Three ten graders (Maddie, Angela, and Zoe) struggle through the first half of tenth grade, dealing with crushes, flirty teachers, parties, and the usual misadventures of a YA novel, with the twist that the entire story is told through their IMs.

It's a cute concept, but hard to read. It took me about 40 pages to really get comfortable with the format, and then get somewhat familiar with the three characters, who have a tendency to merge together in the mind until they start really doing different things. The trouble with IM is that it establishes a lot of distance from the characters so that you really don't establish much of a connection with any of them. Basically, you're reading a long conversation, without ever really getting inside their hearts and heads.

Monday, November 07, 2005

Risky Friends, by Julie Anne Peters

Kacie notices that Skye, a new girl, is having trouble during their Algebra test. In a fateful moment, she sneaks Skye the answers and sets in motion a "friendship" that turns sinister as Skye reveals a deceitful and manipulative side. Kacie has to make the right decision and re-gain control over her life, before Skye destroys all of her former friendships.

How's that for a melodramatic synopsis? Well, it isn't quite that bad, but it isn't good either. This is pretty weak formula stuff, with dialog that sounds way too grown up.
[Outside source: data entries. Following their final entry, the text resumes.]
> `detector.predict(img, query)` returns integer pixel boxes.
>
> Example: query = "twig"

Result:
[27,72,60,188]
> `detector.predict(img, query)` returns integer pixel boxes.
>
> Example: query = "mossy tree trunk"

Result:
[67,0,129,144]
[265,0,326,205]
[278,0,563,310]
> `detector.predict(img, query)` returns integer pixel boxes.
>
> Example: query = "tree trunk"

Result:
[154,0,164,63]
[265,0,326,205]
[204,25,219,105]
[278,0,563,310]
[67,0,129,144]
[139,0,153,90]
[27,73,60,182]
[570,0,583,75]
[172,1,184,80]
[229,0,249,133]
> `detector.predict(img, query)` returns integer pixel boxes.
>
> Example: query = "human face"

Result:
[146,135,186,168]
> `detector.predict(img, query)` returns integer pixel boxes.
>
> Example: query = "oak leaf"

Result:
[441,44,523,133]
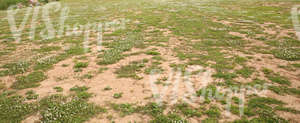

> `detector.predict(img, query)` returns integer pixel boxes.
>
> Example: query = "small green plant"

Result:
[53,87,64,92]
[74,62,89,69]
[12,71,47,89]
[111,104,138,117]
[263,68,291,85]
[115,61,145,79]
[204,106,221,118]
[70,85,92,99]
[103,86,112,91]
[292,64,300,68]
[0,62,30,76]
[236,67,254,78]
[0,93,38,123]
[81,74,94,79]
[98,67,108,73]
[40,95,106,123]
[26,90,39,100]
[61,64,69,67]
[113,92,123,99]
[146,50,160,56]
[176,103,202,117]
[273,48,300,61]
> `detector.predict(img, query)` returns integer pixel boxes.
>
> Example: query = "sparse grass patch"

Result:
[26,90,39,100]
[263,68,291,85]
[236,66,254,78]
[273,48,300,61]
[113,92,123,99]
[0,93,38,123]
[0,62,30,76]
[74,62,89,69]
[115,60,147,79]
[53,87,64,92]
[41,95,106,123]
[70,85,93,100]
[103,86,112,91]
[111,104,138,117]
[11,71,47,89]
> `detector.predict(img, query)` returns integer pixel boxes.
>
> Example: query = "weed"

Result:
[98,67,108,73]
[0,93,38,123]
[263,68,291,85]
[273,48,300,61]
[103,86,112,91]
[146,50,160,56]
[115,61,145,79]
[26,90,39,100]
[74,62,89,69]
[11,71,47,89]
[113,92,123,99]
[111,104,138,117]
[70,85,92,99]
[41,95,106,123]
[0,62,30,76]
[176,103,202,117]
[236,67,254,78]
[204,106,221,118]
[53,87,64,92]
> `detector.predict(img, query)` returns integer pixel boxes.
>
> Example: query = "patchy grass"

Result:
[41,95,106,123]
[0,93,38,123]
[11,71,47,89]
[115,60,148,79]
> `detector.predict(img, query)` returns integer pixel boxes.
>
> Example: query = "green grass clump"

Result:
[111,104,138,117]
[0,62,30,76]
[74,62,89,69]
[176,103,202,117]
[292,64,300,68]
[70,85,93,99]
[204,106,221,118]
[236,67,254,78]
[53,87,64,92]
[41,95,106,123]
[150,113,188,123]
[115,61,145,79]
[273,48,300,61]
[25,90,39,100]
[36,46,61,53]
[268,86,300,96]
[0,0,28,10]
[11,71,47,89]
[263,68,291,85]
[248,97,287,123]
[146,50,160,56]
[33,46,84,71]
[0,93,38,123]
[113,92,123,99]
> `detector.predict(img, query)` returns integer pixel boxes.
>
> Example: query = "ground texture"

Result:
[0,0,300,123]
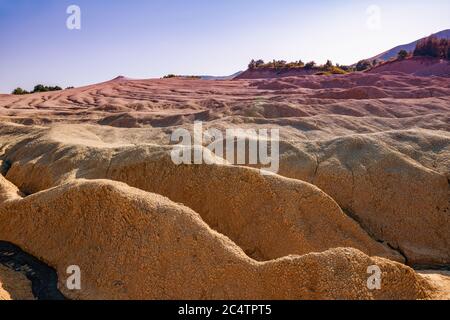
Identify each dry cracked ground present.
[0,73,450,299]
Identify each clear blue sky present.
[0,0,450,93]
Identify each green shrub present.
[356,60,372,71]
[397,50,408,60]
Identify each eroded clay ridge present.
[0,241,64,300]
[0,180,431,299]
[3,121,450,265]
[0,73,450,299]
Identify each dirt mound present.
[313,87,389,100]
[0,130,403,261]
[274,133,450,264]
[0,181,429,299]
[0,174,23,204]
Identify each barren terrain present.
[0,72,450,299]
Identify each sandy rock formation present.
[0,180,429,299]
[0,127,404,262]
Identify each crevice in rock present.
[0,241,66,300]
[342,208,409,266]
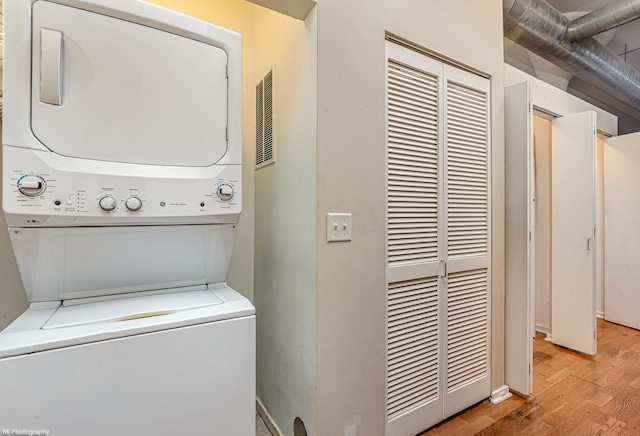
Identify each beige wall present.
[0,122,29,330]
[317,0,504,436]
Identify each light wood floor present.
[420,320,640,436]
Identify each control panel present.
[3,148,241,226]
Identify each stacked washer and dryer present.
[0,0,255,436]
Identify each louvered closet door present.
[443,65,491,418]
[386,43,490,435]
[386,44,443,435]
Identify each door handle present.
[40,29,62,106]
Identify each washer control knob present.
[98,195,117,211]
[18,176,47,197]
[216,184,234,201]
[124,197,142,212]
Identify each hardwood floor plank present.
[421,320,640,436]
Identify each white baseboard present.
[490,385,513,405]
[256,397,284,436]
[536,324,551,335]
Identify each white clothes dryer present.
[0,0,255,436]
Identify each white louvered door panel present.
[386,45,442,435]
[386,43,490,435]
[443,66,491,417]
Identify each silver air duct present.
[568,0,640,42]
[503,0,640,111]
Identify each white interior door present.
[505,82,535,395]
[440,65,491,418]
[551,111,596,355]
[604,133,640,329]
[385,43,491,435]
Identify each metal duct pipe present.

I'm not even sure anymore how I found this book, so perhaps we'll just this one slip by.

Sunday, November 06, 2005

After Fifth Grade, the World!, by Claudia Mills

Heidi (or HP as she likes to be called) has the meanest fifth grade teacher in the world, a friend who won't talk to her own parents, and parents herself that are the biggest slobs. But HP won't falter at a challenge. Instead, she develops schemes to change the world and learns some lessons about change and working with people.

A charming and functional middle school read. Very dated, but enjoyable. Like many of Mills's books, the adults seem a bit overly mean (ironic since exaggerated adults are more a trademark of teen reads) and that can be a bit distracting. But HP is a typical Mills heroine -- strong willed and brave.
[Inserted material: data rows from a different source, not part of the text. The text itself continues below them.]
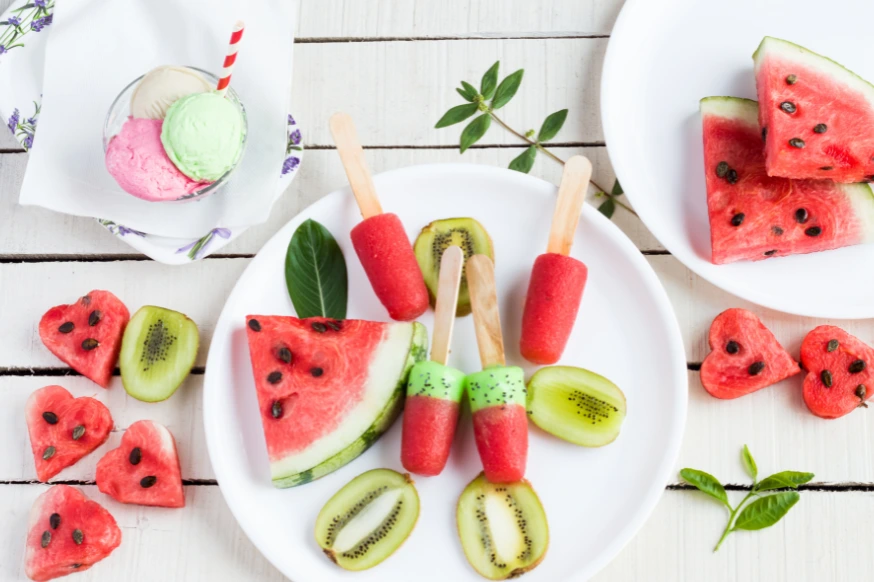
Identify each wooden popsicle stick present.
[431,245,464,366]
[330,113,382,219]
[465,255,506,369]
[546,156,592,255]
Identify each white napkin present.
[19,0,294,237]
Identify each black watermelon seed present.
[795,208,810,224]
[819,370,832,388]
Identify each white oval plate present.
[601,0,874,318]
[204,164,687,582]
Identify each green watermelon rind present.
[273,322,428,489]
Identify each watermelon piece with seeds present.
[246,315,428,487]
[701,97,874,265]
[753,36,874,182]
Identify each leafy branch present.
[435,61,637,218]
[680,445,814,552]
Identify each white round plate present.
[204,165,687,582]
[601,0,874,318]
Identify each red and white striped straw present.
[216,20,245,96]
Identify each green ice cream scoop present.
[161,92,245,182]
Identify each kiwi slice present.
[316,469,419,571]
[118,305,200,402]
[413,218,495,317]
[528,366,627,447]
[456,473,549,580]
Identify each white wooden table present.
[0,0,874,582]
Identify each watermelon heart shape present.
[97,420,185,507]
[24,485,121,581]
[701,308,801,399]
[801,325,874,418]
[39,291,130,388]
[24,386,112,482]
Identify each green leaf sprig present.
[435,61,637,218]
[680,445,814,552]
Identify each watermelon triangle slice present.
[753,36,874,182]
[24,485,121,582]
[701,97,874,265]
[246,315,428,487]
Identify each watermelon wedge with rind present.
[753,36,874,182]
[246,315,428,487]
[701,97,874,264]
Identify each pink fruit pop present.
[331,113,428,321]
[520,156,592,364]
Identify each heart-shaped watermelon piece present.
[39,291,130,388]
[24,386,112,482]
[801,325,874,418]
[24,485,121,581]
[97,420,185,507]
[701,308,801,399]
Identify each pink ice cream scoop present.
[106,118,207,202]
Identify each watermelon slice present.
[24,386,112,482]
[39,291,130,388]
[97,420,185,507]
[24,485,121,581]
[701,97,874,265]
[701,308,801,399]
[801,325,874,418]
[246,315,428,487]
[753,36,874,182]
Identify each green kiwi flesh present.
[118,305,200,402]
[413,218,495,317]
[316,469,419,571]
[456,473,549,580]
[527,366,627,447]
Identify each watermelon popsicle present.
[401,246,464,476]
[520,156,592,364]
[464,255,528,483]
[331,113,428,321]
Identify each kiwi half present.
[528,366,627,447]
[413,218,495,317]
[316,469,419,571]
[456,473,549,580]
[118,305,200,402]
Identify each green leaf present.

Saturday, November 05, 2005

My Brother Made Me Do It, by Peg Kehret

Julie Welsh gets an assignment to write to an elderly pen pal in a nursing home. We never see any of the replies she gets, but we get plenty of news about Julie, her nine year-old brother who's always getting her in trouble and has an obsessive fascination with memorization, and Julie's struggle with rheumatoid arthritis.

I suppose I was hoping for a book that would really help readers understand rheumatoid arthritis, but we never quite get that. Instead, the story is a bit broken up, as one would expect from a storyline driven by letters. I'm just not sure that it works in this case. A weak book on an important topic.

Friday, November 04, 2005

A Room on Lorelei Street, by Mary E Pearson

Just when living with her alcoholic mother is becoming too much for Zoe, she discovers a room on Lorelei St that she can rent. And while she has very little money, and must fend off unsupportive teachers and family members, she manages to get through.

This is a very dreary and long book. I suppose all the train of consciousness writing is supposed to be artistic, but I just found it tedious and PAINFUL. Ugh! A heroine who suffers throughout, never manages to solve her problems, and runs away at the end of the book does not make me feel uplifted or enlightned or entertained or educated. It just leaves me feeling tired and exhausted. I'm not saying a story has to be light and airy, but somehow something needs to be learned in 266 pages. Or else, why did we bother???